U.S. Beef, Citrus Talks With Japan Seen Tough

The Reagan administration is expected to face tough resistance from Japan and from some entrenched U.S. interests, if it hopes to succeed in forcing Japan to end beef and citrus import controls by April, 1988, U.S. and Japanese officials said.

Agriculture Secretary Richard Lyng and Trade Representative Clayton Yeutter took a hardline stance on beef and citrus in talks here last week, insisting that the quotas be abandoned by April, 1988.

But that stance will be difficult to maintain because Japan will resist the pressure fiercely and because some U.S. suppliers of those commodities have an interest in maintaining the quotas, U.S. and Japanese officials told Reuters.

Twice in the past, the United States has negotiated with Japan on beef and citrus import quotas – during the Tokyo round of multilateral trade negotiations in 1978, and in bilateral talks in 1984.

Each time the U.S. demanded an end to the quotas at the outset but ultimately accepted substantial increases instead. The current agreement calls for an increase in high quality beef imports to 58,400 tonnes in fiscal 1987, oranges to 126,000 tonnes and orange juice to 8,500 tonnes.

Lyng has said repeatedly that this time the United States will not settle for simple increases in the quotas. Japan has been given plenty of time to reform its agricultural support system and the quotas must be scrapped, Lyng said.

Japanese officials want to begin informal talks on beef and citrus in August or September in Hawaii, sources said.

If the U.S. intends to press its tough stance, and Japan, as expected rejects the demands, the issue may then be put to the General Agreement on Tariffs and Trade for settlement, which would mean prolonging the friction beyond the April, 1988 deadline set by the U.S., officials said.

In interviews here, Japanese officials insist that on beef they will not liberalize imports, regardless of the U.S. pressure, because the Japanese beef industry is not competitive and would be damaged by freer trade.

Most Japanese beef production still tends to be on small farms which Japanese officials said must be protected from cheap imports by use of the quota system.

Furthermore, while the U.S. National Cattlemen’s Association is strongly supporting the tough administration position, some U.S. meat exporters and packers are ambivalent.

This is because to some U.S. exporters and packers beef exports to Japan under the quota system are a steady, reliable business managed by a quasi-government Japan Livestock Industry Promotion Corporation. Under quotas the U.S. share of Japan’s beef market has expanded at the expense of Australia.

In the absence of quotas, some U.S. suppliers are concerned the U.S. share might decline and exporting to Japan would become a riskier business, meat industry sources said.

Major U.S meat industry leaders will meet in Washington next week, including cattlemen, processors and exporters, in an effort to reach an industry-wide consensus toward Japan.

The citrus industry also appears split on the quota issue. California’s Sunkist, the largest U.S. supplier of oranges to Japan, has expressed reservations about eliminating quotas.

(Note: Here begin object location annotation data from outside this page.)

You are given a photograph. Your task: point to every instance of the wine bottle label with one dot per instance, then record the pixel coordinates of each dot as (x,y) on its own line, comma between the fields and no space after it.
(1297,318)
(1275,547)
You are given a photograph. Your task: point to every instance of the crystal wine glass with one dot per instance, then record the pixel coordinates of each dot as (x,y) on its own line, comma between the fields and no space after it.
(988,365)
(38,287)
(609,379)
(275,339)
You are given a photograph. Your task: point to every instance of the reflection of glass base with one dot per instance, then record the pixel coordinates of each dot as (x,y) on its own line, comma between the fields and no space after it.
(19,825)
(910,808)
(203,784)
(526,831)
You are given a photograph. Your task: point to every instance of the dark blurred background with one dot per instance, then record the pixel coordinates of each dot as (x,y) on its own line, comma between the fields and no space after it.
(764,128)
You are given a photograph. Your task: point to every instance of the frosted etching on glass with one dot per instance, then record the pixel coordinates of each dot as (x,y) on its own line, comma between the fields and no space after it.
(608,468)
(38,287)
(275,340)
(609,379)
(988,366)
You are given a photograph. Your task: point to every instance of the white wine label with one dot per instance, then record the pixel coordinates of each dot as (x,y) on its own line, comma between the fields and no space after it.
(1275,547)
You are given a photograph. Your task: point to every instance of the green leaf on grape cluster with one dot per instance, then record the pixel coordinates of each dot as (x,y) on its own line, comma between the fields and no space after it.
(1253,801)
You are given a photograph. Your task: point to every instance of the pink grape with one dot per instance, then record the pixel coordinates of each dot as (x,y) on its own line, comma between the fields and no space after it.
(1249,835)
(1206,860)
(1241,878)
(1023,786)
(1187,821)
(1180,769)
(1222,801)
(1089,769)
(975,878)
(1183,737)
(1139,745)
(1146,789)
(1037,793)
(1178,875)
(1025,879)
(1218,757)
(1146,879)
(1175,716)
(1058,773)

A representative of Sunkist said the cooperative is concerned that in the absence of quotas, lower quality oranges from Israel and South Africa might be competitive in Japan.

Ironically, some Japanese officials hinted that fresh oranges may be a product on which imports could be freed with a minimum of impact on Japanese mandarin orange production.

This is because U.S. oranges do not directly compete with smaller Japanese mandarins, officials said. But Japan wants to maintain quotas on orange juice because it fears imported juice tastes better and would displace Japanese mandarin orange juice, they said.

One scenario mentioned by both U.S. and Japanese officials is that Tokyo may try to blunt the tough administration stance by offering to scrap the quota on fresh oranges in return for U.S. acceptance of increases in beef and juice quotas.

Lyng has acknowledged that liberalization of beef and citrus imports is a difficult objective, but he insisted during the week-long tour here that it is a high priority on the U.S./Japan agriculture agenda– more important than the rice issue which received most of the attention.

Asked about the ambivalence of some in U.S. agribusiness, Lyng noted some interests on both the U.S. and Japanese side have benefited from quotas but this will not stop the administration from pressing for liberalization.

And Lyng said the administration believes it can marshall more support for eliminating the quotas now than ever before, because of concern about Japan’s rising trade surplus.

“We’re coming at this one (beef and citrus negotiation) with a much stronger view coming out of Washington. The times have changed. The trade balance is much worse,” Lyng said.